Lorna Dee Cervantes in Passion
by Mary Gunderson
I think I found my poet. When I saw the title of one of Lorna Dee Cervantes poems, Cannery Town in August, I knew immediately that I was going to fall in love with her. It doesn’t matter if she is talking about love or tuna cans, Lorna Dee Cervantes writes each word with such passion. I desired so to read each poem over and over again.
She sees absolutely everything around her and describes it so it becomes alive. In way, you feel you are a character, a seer in the poems. In Cannery Town in August there is an incredible verse that makes you feel like you’re either the seer behind the spotlight or the figures within the spotlight, “They spotlight those who walk like a dream, with no one waiting in the shadows to palm them back to living.”
Her verses flow into another and you go in and out of reading it slow or fast. She brings you into her rhythm of thought not rhythm of style. And there is no rhyme, except in heart and soul.

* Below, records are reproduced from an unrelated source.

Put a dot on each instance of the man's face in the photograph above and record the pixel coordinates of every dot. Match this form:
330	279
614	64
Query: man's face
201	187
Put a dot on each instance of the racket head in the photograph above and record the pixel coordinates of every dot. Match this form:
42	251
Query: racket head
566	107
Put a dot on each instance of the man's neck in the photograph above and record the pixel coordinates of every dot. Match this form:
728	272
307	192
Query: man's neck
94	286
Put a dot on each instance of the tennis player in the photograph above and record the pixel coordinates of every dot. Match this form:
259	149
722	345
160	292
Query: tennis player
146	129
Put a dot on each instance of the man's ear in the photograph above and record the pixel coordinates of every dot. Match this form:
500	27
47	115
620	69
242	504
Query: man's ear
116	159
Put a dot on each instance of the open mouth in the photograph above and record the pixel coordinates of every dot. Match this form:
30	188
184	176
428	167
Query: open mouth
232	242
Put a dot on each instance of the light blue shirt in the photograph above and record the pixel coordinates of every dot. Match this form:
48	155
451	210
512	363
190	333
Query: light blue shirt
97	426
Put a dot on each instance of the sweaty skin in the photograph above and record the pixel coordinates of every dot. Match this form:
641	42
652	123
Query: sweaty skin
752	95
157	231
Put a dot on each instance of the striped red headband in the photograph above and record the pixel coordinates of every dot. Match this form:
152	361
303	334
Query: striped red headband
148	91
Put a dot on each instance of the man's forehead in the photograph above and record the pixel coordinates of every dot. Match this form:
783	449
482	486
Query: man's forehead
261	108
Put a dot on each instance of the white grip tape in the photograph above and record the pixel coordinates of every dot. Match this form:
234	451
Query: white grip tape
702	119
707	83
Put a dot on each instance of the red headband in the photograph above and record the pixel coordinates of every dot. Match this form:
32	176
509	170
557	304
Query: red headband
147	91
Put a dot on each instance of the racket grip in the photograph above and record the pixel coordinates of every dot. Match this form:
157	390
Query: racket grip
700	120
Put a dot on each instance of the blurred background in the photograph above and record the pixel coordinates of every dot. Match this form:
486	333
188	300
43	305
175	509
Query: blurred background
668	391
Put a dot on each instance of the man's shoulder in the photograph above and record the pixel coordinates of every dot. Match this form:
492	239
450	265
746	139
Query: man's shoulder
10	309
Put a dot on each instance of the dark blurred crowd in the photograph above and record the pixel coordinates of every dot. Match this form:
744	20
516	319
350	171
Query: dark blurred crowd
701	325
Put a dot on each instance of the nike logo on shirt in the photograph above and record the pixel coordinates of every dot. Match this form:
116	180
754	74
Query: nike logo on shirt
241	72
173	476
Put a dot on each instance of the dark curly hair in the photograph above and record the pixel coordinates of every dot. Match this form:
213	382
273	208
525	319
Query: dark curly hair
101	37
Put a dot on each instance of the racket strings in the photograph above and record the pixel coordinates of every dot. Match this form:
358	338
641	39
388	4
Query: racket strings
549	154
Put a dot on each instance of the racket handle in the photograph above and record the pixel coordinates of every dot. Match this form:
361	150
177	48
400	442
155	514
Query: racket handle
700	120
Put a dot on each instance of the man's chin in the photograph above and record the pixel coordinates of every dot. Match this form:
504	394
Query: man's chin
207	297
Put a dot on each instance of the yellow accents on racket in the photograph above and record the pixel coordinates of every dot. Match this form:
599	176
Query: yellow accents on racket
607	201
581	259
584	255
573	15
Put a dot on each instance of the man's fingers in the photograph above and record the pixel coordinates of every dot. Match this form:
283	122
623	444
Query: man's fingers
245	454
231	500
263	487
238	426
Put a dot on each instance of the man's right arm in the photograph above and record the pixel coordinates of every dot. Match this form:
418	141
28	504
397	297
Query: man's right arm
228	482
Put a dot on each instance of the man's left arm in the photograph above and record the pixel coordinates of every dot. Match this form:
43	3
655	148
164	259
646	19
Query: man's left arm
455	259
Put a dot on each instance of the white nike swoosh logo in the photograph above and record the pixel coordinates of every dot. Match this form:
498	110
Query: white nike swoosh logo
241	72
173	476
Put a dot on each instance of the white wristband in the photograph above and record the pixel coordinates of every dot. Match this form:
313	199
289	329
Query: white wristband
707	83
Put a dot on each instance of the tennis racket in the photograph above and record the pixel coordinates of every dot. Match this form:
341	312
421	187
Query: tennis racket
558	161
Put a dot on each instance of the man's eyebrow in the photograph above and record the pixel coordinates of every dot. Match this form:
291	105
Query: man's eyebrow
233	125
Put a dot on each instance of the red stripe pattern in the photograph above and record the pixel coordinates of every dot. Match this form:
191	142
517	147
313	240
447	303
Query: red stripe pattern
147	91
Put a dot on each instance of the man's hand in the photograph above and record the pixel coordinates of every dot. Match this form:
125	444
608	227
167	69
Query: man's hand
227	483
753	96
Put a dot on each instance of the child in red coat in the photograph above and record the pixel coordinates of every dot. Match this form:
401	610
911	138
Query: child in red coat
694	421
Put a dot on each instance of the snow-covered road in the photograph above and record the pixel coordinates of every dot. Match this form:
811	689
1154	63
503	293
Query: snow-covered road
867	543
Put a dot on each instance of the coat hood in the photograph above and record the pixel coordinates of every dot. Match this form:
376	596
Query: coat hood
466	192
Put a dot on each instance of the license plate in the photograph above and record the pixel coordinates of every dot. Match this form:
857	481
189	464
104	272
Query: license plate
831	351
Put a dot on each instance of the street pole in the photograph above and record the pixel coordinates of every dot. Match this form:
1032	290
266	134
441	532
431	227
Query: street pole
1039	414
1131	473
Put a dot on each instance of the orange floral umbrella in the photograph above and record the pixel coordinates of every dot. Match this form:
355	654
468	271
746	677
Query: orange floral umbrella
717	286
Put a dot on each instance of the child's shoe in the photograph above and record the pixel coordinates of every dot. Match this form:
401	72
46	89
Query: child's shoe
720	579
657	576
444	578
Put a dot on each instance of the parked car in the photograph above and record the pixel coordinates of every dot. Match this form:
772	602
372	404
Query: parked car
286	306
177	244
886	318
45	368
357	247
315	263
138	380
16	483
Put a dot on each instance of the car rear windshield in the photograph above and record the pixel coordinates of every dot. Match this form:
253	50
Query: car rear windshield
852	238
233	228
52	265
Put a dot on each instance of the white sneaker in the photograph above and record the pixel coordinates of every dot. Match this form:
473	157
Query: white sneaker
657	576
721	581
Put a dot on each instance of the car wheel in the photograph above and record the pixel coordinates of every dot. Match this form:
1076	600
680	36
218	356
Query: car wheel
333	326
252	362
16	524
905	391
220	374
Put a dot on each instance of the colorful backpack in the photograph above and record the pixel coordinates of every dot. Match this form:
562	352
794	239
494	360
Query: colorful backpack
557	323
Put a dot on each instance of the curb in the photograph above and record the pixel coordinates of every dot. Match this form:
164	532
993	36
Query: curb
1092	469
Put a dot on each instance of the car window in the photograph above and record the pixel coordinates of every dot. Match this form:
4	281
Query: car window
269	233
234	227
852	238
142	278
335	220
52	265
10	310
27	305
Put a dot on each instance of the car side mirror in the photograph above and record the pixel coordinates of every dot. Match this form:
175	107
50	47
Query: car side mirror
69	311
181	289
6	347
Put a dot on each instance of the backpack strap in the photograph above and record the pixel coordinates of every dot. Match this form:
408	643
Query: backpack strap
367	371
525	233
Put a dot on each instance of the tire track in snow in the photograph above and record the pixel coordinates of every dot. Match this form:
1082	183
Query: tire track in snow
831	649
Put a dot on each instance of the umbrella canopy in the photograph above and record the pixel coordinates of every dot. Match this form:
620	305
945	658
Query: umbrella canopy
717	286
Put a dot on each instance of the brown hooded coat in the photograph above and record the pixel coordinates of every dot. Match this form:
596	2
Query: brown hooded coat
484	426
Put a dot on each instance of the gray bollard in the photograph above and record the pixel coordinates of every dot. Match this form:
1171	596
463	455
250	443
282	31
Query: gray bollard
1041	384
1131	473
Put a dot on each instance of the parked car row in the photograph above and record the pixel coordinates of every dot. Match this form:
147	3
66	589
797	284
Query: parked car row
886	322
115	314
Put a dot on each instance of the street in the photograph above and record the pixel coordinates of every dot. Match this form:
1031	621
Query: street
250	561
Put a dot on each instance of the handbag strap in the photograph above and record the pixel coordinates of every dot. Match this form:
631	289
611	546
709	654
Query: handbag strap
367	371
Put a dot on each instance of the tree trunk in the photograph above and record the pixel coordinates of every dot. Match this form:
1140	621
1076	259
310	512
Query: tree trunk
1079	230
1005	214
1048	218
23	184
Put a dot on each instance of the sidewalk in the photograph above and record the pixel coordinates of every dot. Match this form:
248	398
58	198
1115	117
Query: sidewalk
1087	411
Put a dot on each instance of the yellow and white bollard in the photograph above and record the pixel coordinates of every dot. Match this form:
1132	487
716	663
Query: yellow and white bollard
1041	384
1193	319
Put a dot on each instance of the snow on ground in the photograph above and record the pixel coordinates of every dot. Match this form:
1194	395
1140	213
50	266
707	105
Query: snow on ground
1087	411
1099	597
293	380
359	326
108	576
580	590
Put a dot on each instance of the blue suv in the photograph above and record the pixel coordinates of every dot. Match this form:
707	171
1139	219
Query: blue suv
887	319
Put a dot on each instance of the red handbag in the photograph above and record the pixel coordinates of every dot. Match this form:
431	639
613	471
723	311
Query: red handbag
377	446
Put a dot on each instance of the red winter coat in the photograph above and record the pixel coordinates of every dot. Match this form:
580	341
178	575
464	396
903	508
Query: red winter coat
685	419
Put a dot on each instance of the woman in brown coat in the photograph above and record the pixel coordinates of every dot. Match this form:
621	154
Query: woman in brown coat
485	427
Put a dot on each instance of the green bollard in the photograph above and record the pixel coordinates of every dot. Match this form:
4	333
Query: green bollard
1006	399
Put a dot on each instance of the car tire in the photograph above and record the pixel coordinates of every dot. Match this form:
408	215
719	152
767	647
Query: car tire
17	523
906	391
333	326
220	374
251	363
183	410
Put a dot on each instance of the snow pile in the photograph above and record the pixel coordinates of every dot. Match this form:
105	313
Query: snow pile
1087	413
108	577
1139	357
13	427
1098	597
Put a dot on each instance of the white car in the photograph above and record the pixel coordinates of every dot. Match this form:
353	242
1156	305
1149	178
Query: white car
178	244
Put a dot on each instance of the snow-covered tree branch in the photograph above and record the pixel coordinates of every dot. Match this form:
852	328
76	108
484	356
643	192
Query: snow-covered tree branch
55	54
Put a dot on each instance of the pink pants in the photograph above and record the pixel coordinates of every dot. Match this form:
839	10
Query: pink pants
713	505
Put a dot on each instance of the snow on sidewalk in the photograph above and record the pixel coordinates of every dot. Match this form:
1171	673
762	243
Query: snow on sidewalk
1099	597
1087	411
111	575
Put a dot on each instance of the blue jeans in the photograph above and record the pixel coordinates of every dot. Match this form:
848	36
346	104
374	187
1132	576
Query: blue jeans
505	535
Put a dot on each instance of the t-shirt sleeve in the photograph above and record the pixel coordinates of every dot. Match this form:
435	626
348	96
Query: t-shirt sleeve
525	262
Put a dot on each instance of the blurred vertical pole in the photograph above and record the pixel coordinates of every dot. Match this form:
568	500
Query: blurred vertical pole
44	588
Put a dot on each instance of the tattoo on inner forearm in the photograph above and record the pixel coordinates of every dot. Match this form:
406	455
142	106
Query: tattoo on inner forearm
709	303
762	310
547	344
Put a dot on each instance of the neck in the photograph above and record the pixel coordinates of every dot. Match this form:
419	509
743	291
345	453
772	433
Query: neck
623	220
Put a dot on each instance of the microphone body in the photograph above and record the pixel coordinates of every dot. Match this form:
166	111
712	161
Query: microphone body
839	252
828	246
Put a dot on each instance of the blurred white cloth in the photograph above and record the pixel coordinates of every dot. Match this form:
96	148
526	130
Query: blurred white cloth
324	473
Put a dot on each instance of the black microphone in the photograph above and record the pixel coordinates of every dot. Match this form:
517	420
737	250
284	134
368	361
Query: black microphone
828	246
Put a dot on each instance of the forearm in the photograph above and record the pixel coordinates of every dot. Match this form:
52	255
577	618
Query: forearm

There is hope, but also grief within her poems. In her carrying of those elements she reminded me a lot of Emily Dickinson. Both Lorna Dee Cervantes and Emily Dickinson bring you so into their poems and that mix of hope and grief a deep love or sense of being lost. Even though their styles are very different, Emily Dickinson with her short lines and Lorna Dee Cervantes with very descriptive long lines, they carry such a strength and passion in every word they write.
Lorna Dee Cervantes in passion brings you also into your own passion…the passion of this world with it’s hummingbirds and cannery towns.